Chillies… for good circulation


Self-help and self-diagnosis is not advised when dealing with heart disease but circulatory stimulants can play a role in improving bad circulation, and the one of the most effective

natural stimulators is chilli pepper (cayenne), which is our pick, also for its culinary value and use in home-made insecticides with rue, southernwood and tansy.

Dosage: Use chilli (cayenne) in cooking or sip a cup of tea once a day; it also relieves stomach cramps or a cold.

The strength depends on individual preference. Chillies need full sun, rich fertile soil and consistently moist but well-drained soil.

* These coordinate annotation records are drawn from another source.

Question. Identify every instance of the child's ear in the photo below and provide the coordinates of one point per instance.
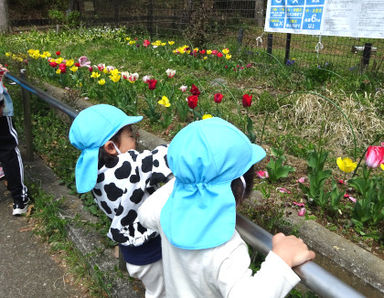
(109, 148)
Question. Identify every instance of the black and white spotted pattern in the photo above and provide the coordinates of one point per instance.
(123, 184)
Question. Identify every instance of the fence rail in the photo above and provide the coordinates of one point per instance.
(312, 275)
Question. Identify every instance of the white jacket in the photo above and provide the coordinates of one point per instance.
(222, 271)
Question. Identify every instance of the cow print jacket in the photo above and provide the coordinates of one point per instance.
(123, 183)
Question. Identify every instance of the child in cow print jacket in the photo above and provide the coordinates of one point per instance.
(121, 178)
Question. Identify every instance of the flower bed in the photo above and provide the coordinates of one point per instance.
(334, 182)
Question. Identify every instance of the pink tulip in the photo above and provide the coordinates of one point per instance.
(298, 204)
(283, 190)
(301, 180)
(301, 212)
(84, 62)
(262, 174)
(374, 156)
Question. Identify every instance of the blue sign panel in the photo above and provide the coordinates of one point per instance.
(312, 17)
(278, 2)
(277, 17)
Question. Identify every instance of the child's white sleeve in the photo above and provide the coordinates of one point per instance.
(274, 279)
(152, 165)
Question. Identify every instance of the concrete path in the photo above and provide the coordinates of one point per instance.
(26, 266)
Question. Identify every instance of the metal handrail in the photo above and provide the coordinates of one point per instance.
(43, 95)
(312, 275)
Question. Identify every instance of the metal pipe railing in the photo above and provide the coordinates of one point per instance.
(312, 275)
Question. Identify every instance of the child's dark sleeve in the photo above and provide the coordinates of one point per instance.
(154, 166)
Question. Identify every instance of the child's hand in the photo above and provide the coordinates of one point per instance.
(3, 70)
(291, 249)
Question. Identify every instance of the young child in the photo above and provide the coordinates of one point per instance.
(10, 156)
(121, 179)
(203, 255)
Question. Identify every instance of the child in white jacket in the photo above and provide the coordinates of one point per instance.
(121, 179)
(203, 255)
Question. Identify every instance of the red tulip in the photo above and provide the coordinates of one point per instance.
(146, 42)
(192, 101)
(374, 156)
(194, 90)
(218, 97)
(247, 100)
(152, 84)
(62, 67)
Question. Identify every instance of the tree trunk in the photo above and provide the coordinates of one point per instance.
(259, 12)
(4, 23)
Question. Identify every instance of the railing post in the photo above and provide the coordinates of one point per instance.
(240, 36)
(287, 48)
(366, 55)
(27, 118)
(150, 18)
(270, 42)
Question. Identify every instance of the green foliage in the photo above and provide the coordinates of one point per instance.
(318, 75)
(276, 168)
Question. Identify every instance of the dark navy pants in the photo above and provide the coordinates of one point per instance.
(11, 161)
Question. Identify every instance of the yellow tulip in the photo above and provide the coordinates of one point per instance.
(69, 62)
(346, 164)
(164, 101)
(206, 116)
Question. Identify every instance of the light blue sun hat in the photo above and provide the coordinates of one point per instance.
(90, 130)
(205, 157)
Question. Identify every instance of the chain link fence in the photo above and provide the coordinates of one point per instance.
(223, 22)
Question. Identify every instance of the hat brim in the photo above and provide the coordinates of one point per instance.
(86, 170)
(87, 164)
(257, 154)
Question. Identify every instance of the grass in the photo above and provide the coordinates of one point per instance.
(292, 106)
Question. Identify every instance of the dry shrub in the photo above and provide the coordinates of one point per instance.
(309, 112)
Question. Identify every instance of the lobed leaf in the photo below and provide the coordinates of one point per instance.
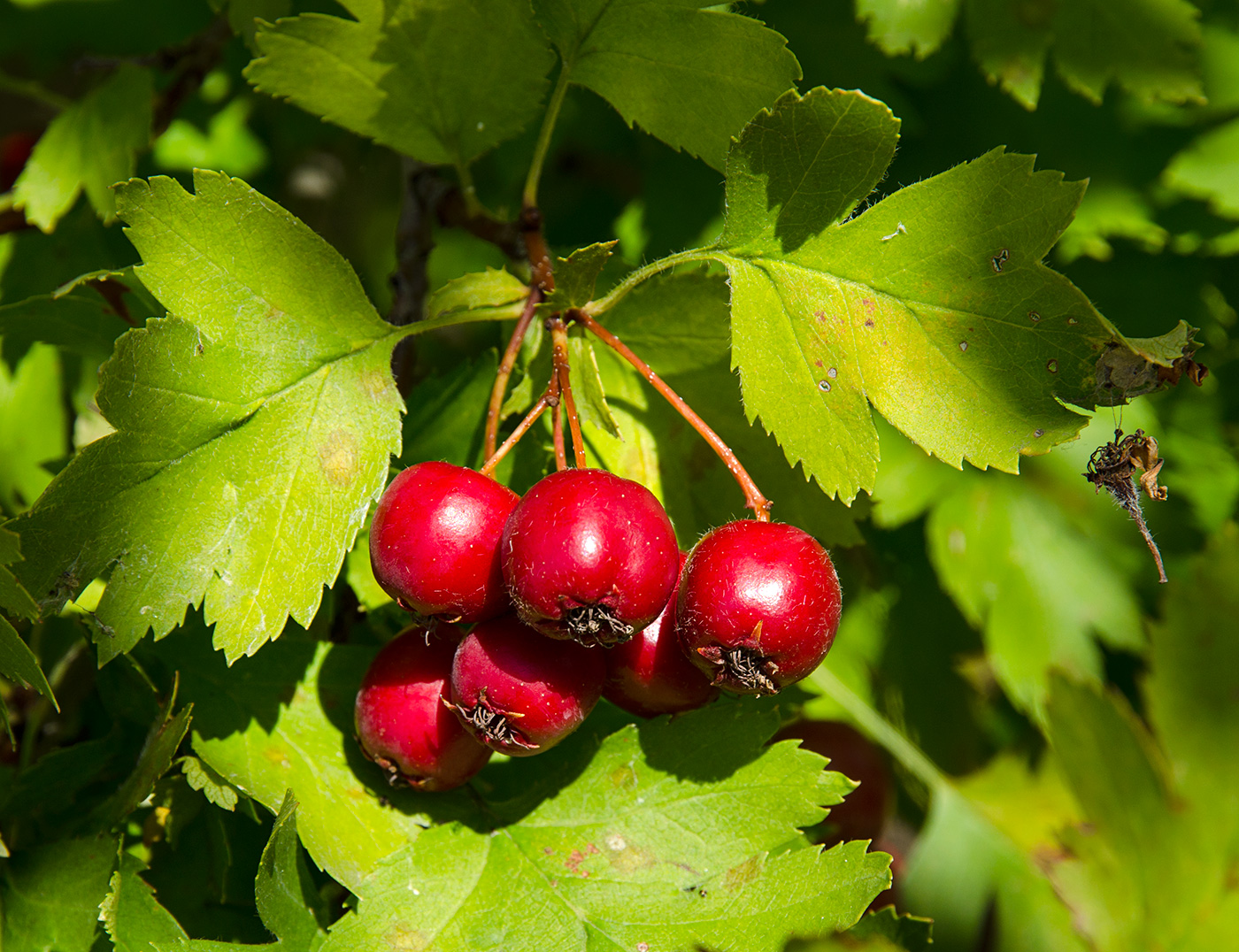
(254, 427)
(89, 146)
(690, 77)
(932, 304)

Thyme… for the respiratory system


Our lungs are susceptible to infection and pollution in winter. Thyme is both a tonic and a healer, having antiseptic and antimicrobial actions. Garlic is as effective, and Viola odorata can be used as a cough remedy and for treating bronchitis while yarrow and peppermint will help to combat flu. Our pick is thyme, because it is an excellent culinary herb and pest repellent.

Dosage: Make a tea using 1 sprig or 1 – 2g dried herb and drink 3 – 4 times a day.

Parsley… for the urinary system


The kidneys are responsible for the inner hygiene of the body, and the herbs that help the most are the detoxing herbs like parsley, which has a cleansing and calmative action. Drinking several cups of yarrow tea can clear cystitis. Our pick is parsley, because it is also rich in vitamin C and is a good companion plant for tomatoes and onions.

Dosage: Drink a cup of tea made from fresh leaves three times a day.

Lemon balm… for the nervous system

Stress, with related anxiety and depression, is common to most of us. Herbs that are safe daily easers of anxiety and stress are lavender, chamomile, rosemary and lemon balm. Our pick is lemon balm, because it also attracts bees to the garden.

Dosage: Make a tea using 2 – 3 teaspoons of dried herb or 4 – 6 fresh leaves per cup of boiling water, infuse for 10 – 15 minutes and drink up to three times a day.

Calendula… for the skin

Surprisingly, the skin is our biggest organ, and it cools and cleanses. Skin diseases like eczema are often linked to our emotions and stress. Thyme, calendula, lemon balm, tea tree and comfrey have antimicrobial properties, which include antifungal and antibacterial  actions, and can be taken internally as tonics or used externally to soothe. Our pick is calendula, as petals can be used in creams and ointments for most skin problems, as well as fungal conditions like ringworm, thrush, athlete’s foot and nappy rash.

Dosage: Taken internally as a tea, it is a cleansing herb that helps treat the toxicity underlying many infections and systemic skin disorders. It also helps to balance the digestive system.

The Herbal Handbook (A users guide to Medical Herbalism) by David Hoffmann (Healing Arts Press)


Herbal teas or tinctures should not be taken by pregnant women at any stage.